## 04 – Data Augmentation using NLPaug

In [11]:
# This will be the base text which we will be using throughout this notebook
text="The quick brown fox jumps over the lazy dog ."

In [None]:
import nlpaug.augmenter.char as nac
import nlpaug.augmenter.word as naw

import os
!git clone https://github.com/makcedward/nlpaug.git
os.environ["MODEL_DIR"] = 'nlpaug/model/'

fatal: destination path 'nlpaug' already exists and is not an empty directory.


### Augmentation at the Character Level


In [13]:
# OCR augmenter
# import nlpaug.augmenter.char as nac

aug = nac.OcrAug()  
augmented_texts = aug.augment(text, n=3) # specifying n=3 gives us only 3 augmented versions of the sentence.

print("Original:")
print(text)

print("Augmented Texts:")
print(augmented_texts)

Original:
The quick brown fox jumps over the lazy dog .
Augmented Texts:
['The quicr brown fox jumps over the la2y do9 .', 'The quick bkown fox jumps over the la2y dug .', 'The quick brown fox jumps 0ver the 1azy dog .']


In [14]:
aug = nac.KeyboardAug()
augmented_text = aug.augment(text, n=3) # specifying n=3 gives us only 3 augmented versions of the sentence.

print("Original:")
print(text)

print("Augmented Text:")
print(augmented_text)

Original:
The quick brown fox jumps over the lazy dog .
Augmented Text:
['The quick brown fox jum0s over the lazy dog .', 'The quick brown fox jum9s over the laSy dog .', 'The quick brown fox jujps over the lazy dog .']

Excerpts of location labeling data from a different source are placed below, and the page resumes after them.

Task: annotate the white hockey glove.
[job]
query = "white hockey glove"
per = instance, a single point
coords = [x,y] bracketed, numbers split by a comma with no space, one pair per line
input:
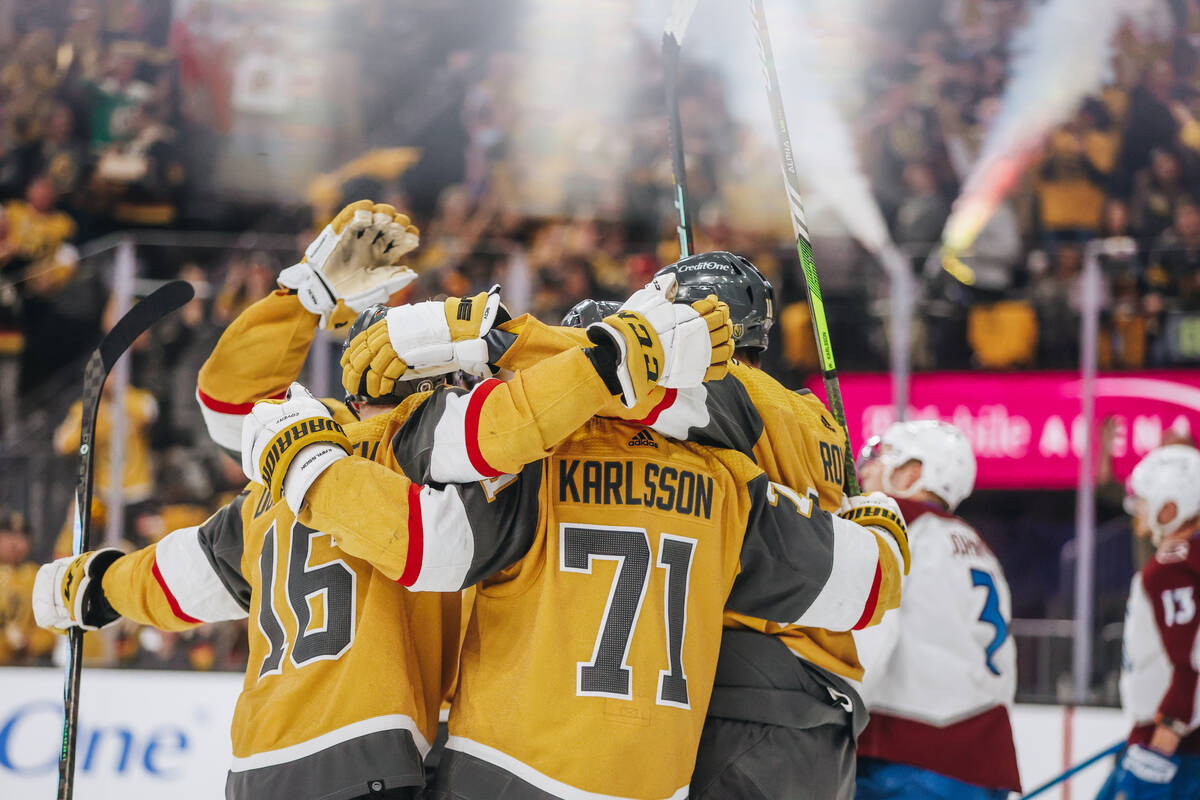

### Augmentation at the Word Level

Augmentation is important at the word level as well , here we use word2vec to insert or substitute a similar word.

**Spelling** **augmentor**


In [15]:
if not os.path.exists("spelling_en.txt"):
    wget.download("https://raw.githubusercontent.com/makcedward/nlpaug/5238e0be734841b69651d2043df535d78a8cc594/nlpaug/res/word/spelling/spelling_en.txt")
else:
    print("File already exists")

File already exists


In [16]:
# Substitute word by spelling mistake words dictionary
aug = naw.SpellingAug('spelling_en.txt')
augmented_texts = aug.augment(text)
print("Original:")
print(text)
print("Augmented Texts:")
print(augmented_texts)

Original:
The quick brown fox jumps over the lazy dog .
Augmented Texts:
The qchick brown fox jumps over the lazing doog .


**Word embeddings augmentor**

Insert word randomly by word embeddings similarity

In [17]:
import nlpaug.augmenter.word as naw

text = "The quick brown fox jumps over the lazy dog."

# Context-aware word substitutions (BERT)
aug = naw.ContextualWordEmbsAug(
    model_path="bert-base-uncased", 
    action="substitute",
    aug_p=0.25,          # fraction of tokens to modify
    aug_min=1, aug_max=3,
    top_k=50,            # sample from top-k predictions (adds variety)
    stopwords=["the","over","a","an"]  # don't touch function words
)

for i in range(5):
    print(i+1, "→", aug.augment(text))

1 → the quick flying fox stepped over the lazy dog .
2 → the space - fox jumps over the lazy dog .
3 → the large brown fox took over the lazy dog .
4 → the little brown fox jumps over the small dog .
5 → the quick - fox ran over the lazy dog .